It will come as a major relief to our reader to learn that, against all the odds, Grotton's planners are approaching the New Year with a new-found optimism.
This is not simply due to the dancing in the streets following the passing of the Localism Bill into law, although that obviously helped. More significant by far, councillors and officers alike have now all but mastered the theoretical basis, the central purpose and the myriad possible misinterpretations of the draft National Planning Policy Framework.
A recent meeting of the Association of Grotton Authorities (AGA) considered a briefing note that, at a stroke, resolved any lingering misconceptions about the government's attitude to planning. Headed "Draft Mythbuster / For Leaking Purposes Only", this had been prepared for Sir Roderick Pyles-Hamster, member for Grotton South and Bletherley, by an un-named intern at the Department for Communities and Local Government, and he had left a copy of it in the gents at Grotton Parkway, in the usual way. (N.B. This is not the same as a document with a similar name published by the department itself, which would appear to be a seasonal attempt at satire.)
In the interests of openness, we reproduce this important note in full - although without some of the accompanying handwritten comments (such as "if your constituents are finding all this planning stuff a bit alarming, just remind them what's happening to the NHS").
Grotton Revisited ... Planning in Crisis? is published by Routledge in association with the Royal Town Planning Institute.
Draft Planning Mythbuster (version 7B)
Myth: Change isn't needed.

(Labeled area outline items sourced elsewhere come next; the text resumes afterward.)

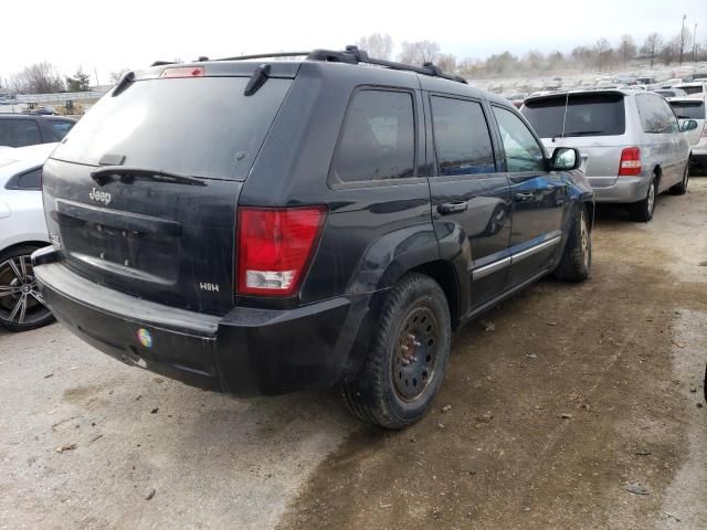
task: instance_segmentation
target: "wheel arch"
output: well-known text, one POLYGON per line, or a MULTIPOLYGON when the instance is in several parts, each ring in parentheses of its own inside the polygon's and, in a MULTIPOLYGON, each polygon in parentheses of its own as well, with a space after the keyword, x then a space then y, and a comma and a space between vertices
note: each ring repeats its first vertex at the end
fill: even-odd
POLYGON ((49 246, 50 243, 46 241, 41 241, 41 240, 29 240, 29 241, 20 241, 18 243, 13 243, 9 246, 6 246, 4 248, 0 250, 0 256, 8 254, 12 251, 14 251, 15 248, 19 248, 21 246, 36 246, 38 248, 42 248, 44 246, 49 246))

Planning isn't the problem.
Fact: It's generally recognised by everyone who matters that planning is responsible for everything that's wrong with society today.
Myth: Won't the changes lead to us drowning in a sea of concrete?

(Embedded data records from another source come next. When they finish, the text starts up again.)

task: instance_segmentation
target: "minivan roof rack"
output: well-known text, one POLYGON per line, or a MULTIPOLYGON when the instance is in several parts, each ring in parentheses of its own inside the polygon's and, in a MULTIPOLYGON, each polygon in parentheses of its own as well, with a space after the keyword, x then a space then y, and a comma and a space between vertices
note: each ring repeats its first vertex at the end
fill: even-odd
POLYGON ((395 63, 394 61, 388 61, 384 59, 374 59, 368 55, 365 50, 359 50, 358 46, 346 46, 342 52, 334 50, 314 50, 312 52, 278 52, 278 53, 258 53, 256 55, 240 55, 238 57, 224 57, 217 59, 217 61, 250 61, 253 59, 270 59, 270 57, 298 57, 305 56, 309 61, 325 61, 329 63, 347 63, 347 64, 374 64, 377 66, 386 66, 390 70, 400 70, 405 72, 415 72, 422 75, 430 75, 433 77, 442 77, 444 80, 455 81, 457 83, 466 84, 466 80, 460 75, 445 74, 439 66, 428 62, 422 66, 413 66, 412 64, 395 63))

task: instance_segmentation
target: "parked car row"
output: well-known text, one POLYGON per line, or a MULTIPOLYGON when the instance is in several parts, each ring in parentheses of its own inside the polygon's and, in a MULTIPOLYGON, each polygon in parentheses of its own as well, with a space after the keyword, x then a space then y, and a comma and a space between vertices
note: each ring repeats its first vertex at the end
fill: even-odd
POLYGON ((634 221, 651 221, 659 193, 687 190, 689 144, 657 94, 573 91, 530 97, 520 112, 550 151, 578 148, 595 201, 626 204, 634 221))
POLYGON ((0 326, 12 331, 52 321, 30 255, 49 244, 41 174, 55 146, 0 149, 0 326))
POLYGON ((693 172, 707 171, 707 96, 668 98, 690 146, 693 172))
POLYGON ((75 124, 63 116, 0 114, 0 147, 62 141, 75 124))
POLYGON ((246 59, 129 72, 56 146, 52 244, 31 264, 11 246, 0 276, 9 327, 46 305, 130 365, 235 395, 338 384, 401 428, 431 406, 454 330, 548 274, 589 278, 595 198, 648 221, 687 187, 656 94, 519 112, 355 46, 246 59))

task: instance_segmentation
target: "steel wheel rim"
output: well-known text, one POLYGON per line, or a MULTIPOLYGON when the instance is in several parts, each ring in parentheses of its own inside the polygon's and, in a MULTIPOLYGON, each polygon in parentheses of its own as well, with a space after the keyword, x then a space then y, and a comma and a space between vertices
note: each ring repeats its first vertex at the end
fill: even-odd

Fact: No! That's a scurrilous rumour being put about by the Campaign to Keep Grotton Just As It Was Before the War, who've got nothing better to do than read the Daily Telegraph, which, fair enough, is quite good for the sports section, and moan about their pensions. And don't get me on to the National Trust, which is clearly a communist-led fifth column plotting to overthrow the government.
Myth: Isn't it going to be a developers' charter?

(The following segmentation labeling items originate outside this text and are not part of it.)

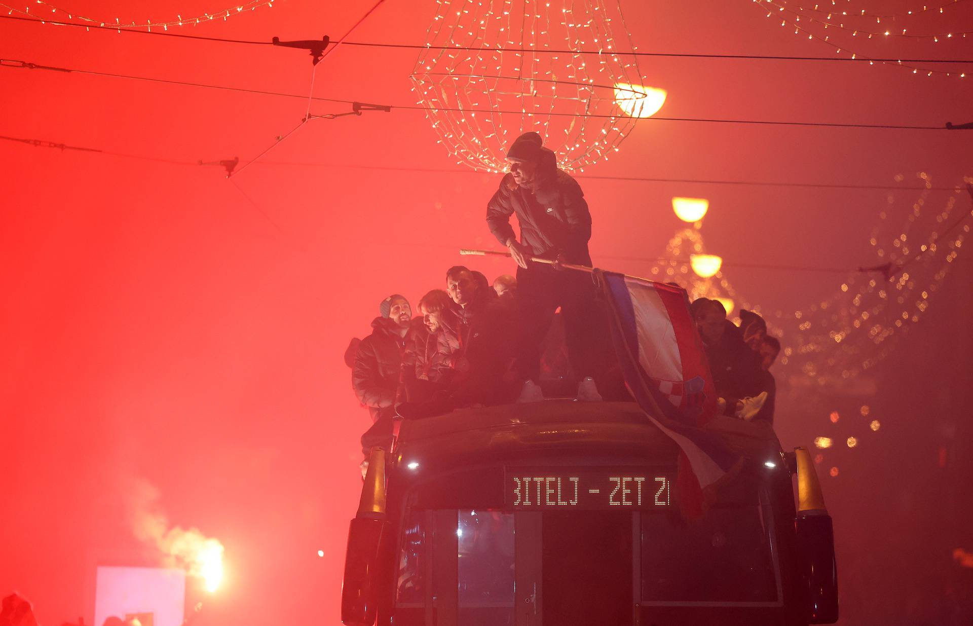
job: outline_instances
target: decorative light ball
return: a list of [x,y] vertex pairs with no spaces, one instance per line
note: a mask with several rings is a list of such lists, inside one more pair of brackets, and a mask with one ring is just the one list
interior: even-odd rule
[[[689,262],[693,266],[693,272],[701,278],[714,276],[723,267],[723,257],[715,254],[690,254]],[[727,313],[730,311],[727,309]]]
[[[666,99],[643,88],[620,0],[437,0],[411,80],[459,164],[504,171],[533,130],[563,169],[604,161]],[[456,49],[456,50],[453,50]]]
[[672,199],[672,210],[675,216],[684,222],[699,222],[709,209],[709,201],[704,198]]

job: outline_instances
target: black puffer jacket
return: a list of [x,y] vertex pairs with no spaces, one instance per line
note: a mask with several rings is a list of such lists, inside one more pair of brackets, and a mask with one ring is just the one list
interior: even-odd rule
[[510,400],[505,377],[516,351],[516,318],[510,303],[486,295],[456,312],[455,334],[449,338],[450,348],[453,342],[456,348],[448,361],[454,368],[450,388],[457,406]]
[[555,154],[541,148],[532,189],[514,183],[507,174],[486,204],[486,224],[500,243],[514,238],[510,216],[517,213],[521,243],[534,256],[555,258],[562,252],[569,263],[584,263],[592,238],[592,214],[581,186],[558,169]]
[[729,403],[763,391],[764,371],[757,354],[743,342],[739,328],[730,320],[725,323],[719,343],[705,349],[716,394]]
[[391,417],[395,410],[405,340],[399,334],[399,325],[387,317],[376,317],[372,328],[372,334],[362,340],[355,354],[351,387],[376,422]]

Fact: Close!! It's going to be a lawyers' charter.
Myth: Let's face it, the government hasn't got a clue what it means by "a presumption in favour of sustainable development", has it?
Fact: This really isn't rocket science.
To be quite clear, "sustainable" development is development that isn't unsustainable. That's why there's a presumption in favour of it. Obviously.
Hang on - this sounds interesting! Doesn't that therefore mean that there's a presumption against development that isn't sustainable?
Fact: Yes! But only where the secretary of state considers it expedient.
Myth: This isn't localism: you're taking control away from local communities. For example, it will be easier to get permission for open-cast coal mining in Grimethwaite.
Fact: Possibly. But it's obviously more crucial to protect things that matter, like the green belt round Dunromin, rather than worry about those that don't, like Grimethwaite. Anyway, even if this did happen, our environmental policies will ensure that Grimethwaite will look exactly as it does today - it will just be the other way up.
Myth: The document says that planners have to understand the realistic market for housing up to 2035 (plus 60 per cent), set out a clear economic strategy that proactively encourages sustainable economic growth, have meetings every hour with anyone who wants them, approve all planning applications just before they're submitted, etc etc. They won't be able to cope.
Fact: Look, no-one said it would be easy. If you can't stand the heat, get out of the kitchen. You could always go into teaching.
Myth: The government isn't really interested in proper planning at all.
Fact: Dear, oh dear - wrong again! We don't want to get too technical here, but our approach is firmly "evidence-based". This means that we really do want planners to be aware of the social, environmental and economic impact of development before ignoring the first two bits. Did you know, for example, that O2 has told us that refusing permission for mobile phone masts quite possibly leads to increased obesity in teenagers? That's why we've appointed consultants to find out more.
Myth: The abolition of regional strategies has led to the removal of hundreds of thousands of homes from local plans. I thought we needed more houses?
Fact: Really? Oh, I see. I think it'll be alright though, because there's something in there about a "duty to cooperate", or perhaps that's in the Localism Act, not that anyone here's quite sure what it means. I'll have to come back to you on this one, if that's OK.
Myth: There's nothing of any use in here about climate change.
Fact: Get real! Haven't you people noticed we're in a crisis? The only way out of it is to let business do what they're best at - doing business. In the end, it's only the free market that will get us out of this mess. After all, who got us into it?